Member of the Wisconsin Senate from the 13th district
- In office 1931–1934
- Preceded by: William H. Markham
- Succeeded by: Frank E. Panzer

Personal details
- Born: December 5, 1886 Clyman, Wisconsin, US
- Died: 1941 (aged 54–55)
- Party: Democratic
- Education: University of Wisconsin (LLB)

= Eugene A. Clifford =

American politician (1886–1941)

Eugene A. Clifford (December 5, 1886 – 1941) was an American attorney and politician from Juneau, Wisconsin who served one term as a Democratic member of the Wisconsin State Senate from the 13th District.

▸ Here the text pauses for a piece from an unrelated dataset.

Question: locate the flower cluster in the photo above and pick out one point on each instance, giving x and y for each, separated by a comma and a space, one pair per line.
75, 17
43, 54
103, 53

== Early life and education ==
Clifford was born December 5, 1886, in the town of Clyman, in Dodge County, Wisconsin. He attended Dodgeland High School and the University of Wisconsin Law School.

== Career ==
He spent fifteen years as city attorney of Juneau, as well as four years as mayor. He was a county supervisor for four years, and as of 1931 had been a member of the local board of education for fifteen years. In 1930 he was elected to the State Senate, with 9899 votes to 8193 for Republican incumbent William H. Markham and 201 for Socialist Emil Frienwald. During his first term in office, he was the only Democrat in the Senate. In 1933, he was assigned to the standing committee on the judiciary, and was assigned to joint special committees on farm machinery prices, and on reducing the cost of government (chairing the latter).

He did not run for re-election in 1934, choosing instead to run for Congress from Wisconsin's 8th congressional district (Democratic incumbent James F. Hughes had chosen not to seek re-election). He was unopposed in his primary, but lost the four-way general election to Progressive former Congressman George J. Schneider, with 34,397 votes for Clifford, 39,505 for Schneider, 15,748 for a Republican named Waite, and 523 for an independent candidate. He was succeeded in the State Senate by Frank E. Panzer.